The fact that children die of often rare and diverse conditions hampers large studies – indeed multi-site collaboration is necessary as evidenced by networks in the UK, Canada and now the US. Such multi-site studies come with their own challenges of cooperation individual site IRB approval, funding, support systems and staff. That social or cultural impediments exist in and among administrative, IRB, research and policy-making personnel (taboos in addressing dying in America – let alone children dying), also likely contributes to logistical and fiscal constraints on pediatric palliative care research. Further, to best study pediatric palliative care effectiveness and impact, family participation is necessary. Amid the end-of-life care phase, or into bereavement, family members may be thought to find such participation overly burdensome. But recent evidence has emerged from the pediatric care world itself that this not the case – something not altogether clear in other research realms in US health care. Evidence from research into parental thinking, factors and values considered in decision-making, and even bereavement demonstrate that altruism often prevails for some families, and that honoring their child can lead them to participate and create lasting legacies for their child in so doing. In some settings, participation in research allows the patient’s or parents’ lived – and often negative – experience of a clinical decline, another hospitalization, an ICU admission, or home-care under a hospice paradigm, to give way to positive aspects of receiving a potentially beneficial drug or procedure, contributing to improved knowledge of what to do for others, or give purpose/meaning/value to their end-of-life experience.

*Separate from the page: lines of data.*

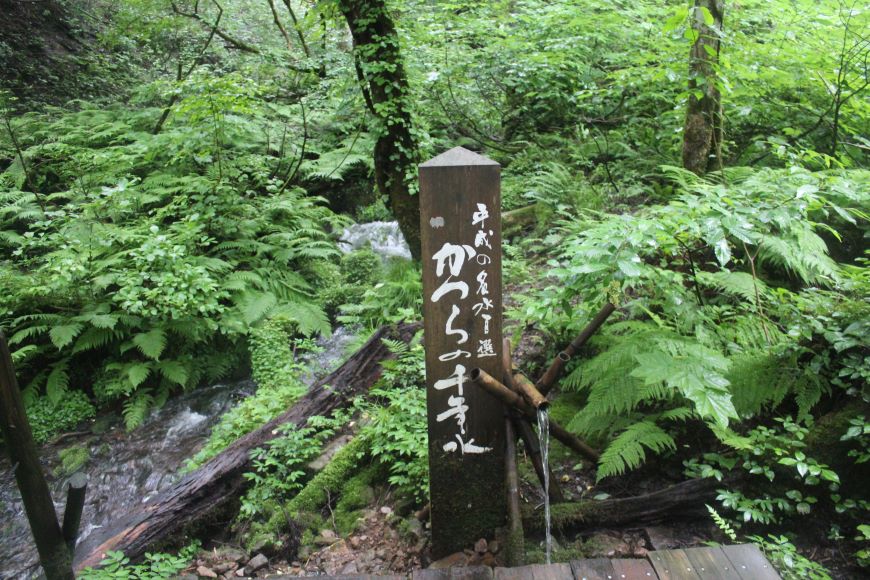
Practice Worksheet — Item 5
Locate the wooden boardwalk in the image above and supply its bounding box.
[280,544,780,580]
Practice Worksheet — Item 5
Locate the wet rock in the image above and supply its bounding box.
[212,562,239,574]
[245,554,269,574]
[339,562,359,576]
[644,526,682,550]
[588,533,634,558]
[210,546,248,564]
[429,552,468,570]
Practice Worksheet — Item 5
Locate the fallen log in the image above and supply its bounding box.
[75,322,421,570]
[522,478,722,531]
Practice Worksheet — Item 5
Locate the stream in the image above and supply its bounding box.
[0,222,410,580]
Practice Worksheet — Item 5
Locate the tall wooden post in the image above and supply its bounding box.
[420,147,506,558]
[0,331,73,580]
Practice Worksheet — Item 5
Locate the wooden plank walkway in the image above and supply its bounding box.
[280,544,781,580]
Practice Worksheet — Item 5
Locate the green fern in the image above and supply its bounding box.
[598,420,676,481]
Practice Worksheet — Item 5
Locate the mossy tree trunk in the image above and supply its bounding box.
[338,0,420,260]
[683,0,725,175]
[0,332,73,580]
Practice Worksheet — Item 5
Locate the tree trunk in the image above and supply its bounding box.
[76,322,421,570]
[523,479,722,531]
[339,0,420,260]
[683,0,725,175]
[0,332,73,580]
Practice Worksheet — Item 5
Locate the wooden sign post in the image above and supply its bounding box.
[420,147,506,558]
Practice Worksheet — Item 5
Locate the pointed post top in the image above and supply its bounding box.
[420,147,499,167]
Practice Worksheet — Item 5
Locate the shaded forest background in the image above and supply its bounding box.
[0,0,870,577]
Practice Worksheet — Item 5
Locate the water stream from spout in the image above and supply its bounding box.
[538,409,553,564]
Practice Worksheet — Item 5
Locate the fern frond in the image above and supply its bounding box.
[133,328,166,360]
[124,389,154,430]
[45,358,69,404]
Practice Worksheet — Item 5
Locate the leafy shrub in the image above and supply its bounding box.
[362,341,429,504]
[341,249,381,285]
[518,168,870,478]
[55,446,91,477]
[338,260,423,328]
[26,391,96,443]
[0,74,346,427]
[185,318,316,470]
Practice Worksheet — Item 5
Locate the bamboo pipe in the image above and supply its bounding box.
[501,338,565,503]
[469,368,600,462]
[511,371,550,409]
[535,302,616,396]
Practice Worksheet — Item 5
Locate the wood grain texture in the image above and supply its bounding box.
[571,558,614,580]
[683,547,741,580]
[76,323,420,570]
[495,564,574,580]
[649,550,701,580]
[0,332,73,580]
[611,558,658,580]
[420,147,507,559]
[411,566,494,580]
[722,544,780,580]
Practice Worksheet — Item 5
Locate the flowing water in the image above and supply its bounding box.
[538,409,553,564]
[0,381,249,579]
[0,222,411,580]
[338,222,411,260]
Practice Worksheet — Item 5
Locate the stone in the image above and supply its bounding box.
[339,562,359,576]
[245,554,269,574]
[587,533,634,558]
[212,546,248,564]
[429,552,468,570]
[644,526,681,550]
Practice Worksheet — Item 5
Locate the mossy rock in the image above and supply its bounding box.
[55,445,91,477]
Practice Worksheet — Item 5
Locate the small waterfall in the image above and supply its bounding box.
[538,408,553,564]
[338,222,411,260]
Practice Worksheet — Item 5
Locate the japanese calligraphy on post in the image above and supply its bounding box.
[420,147,504,556]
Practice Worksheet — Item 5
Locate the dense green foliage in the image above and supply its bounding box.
[0,0,870,577]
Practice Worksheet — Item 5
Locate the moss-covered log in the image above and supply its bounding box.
[523,479,721,531]
[76,323,420,570]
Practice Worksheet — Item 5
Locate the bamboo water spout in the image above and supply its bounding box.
[469,369,600,462]
[502,338,565,503]
[535,302,616,396]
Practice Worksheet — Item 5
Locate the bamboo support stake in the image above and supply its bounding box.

In recently attending the Pediatric Academic Societies in Washington, DC, I saw and heard firsthand how these challenges are being addressed, and overcome, to advance the research agenda for pediatric palliative care. Centers of excellence are developing across North America that can advance the field and generate a growing body of evidence to ground our nascent specialty. Palliative care will always be a practice – an artful application of human wisdom and medical science. But the scientific rigor it incorporates in advancing its evidence base and equipping its clinicians with new and improved tools will benefit patients, and give credibility to the field, many times over.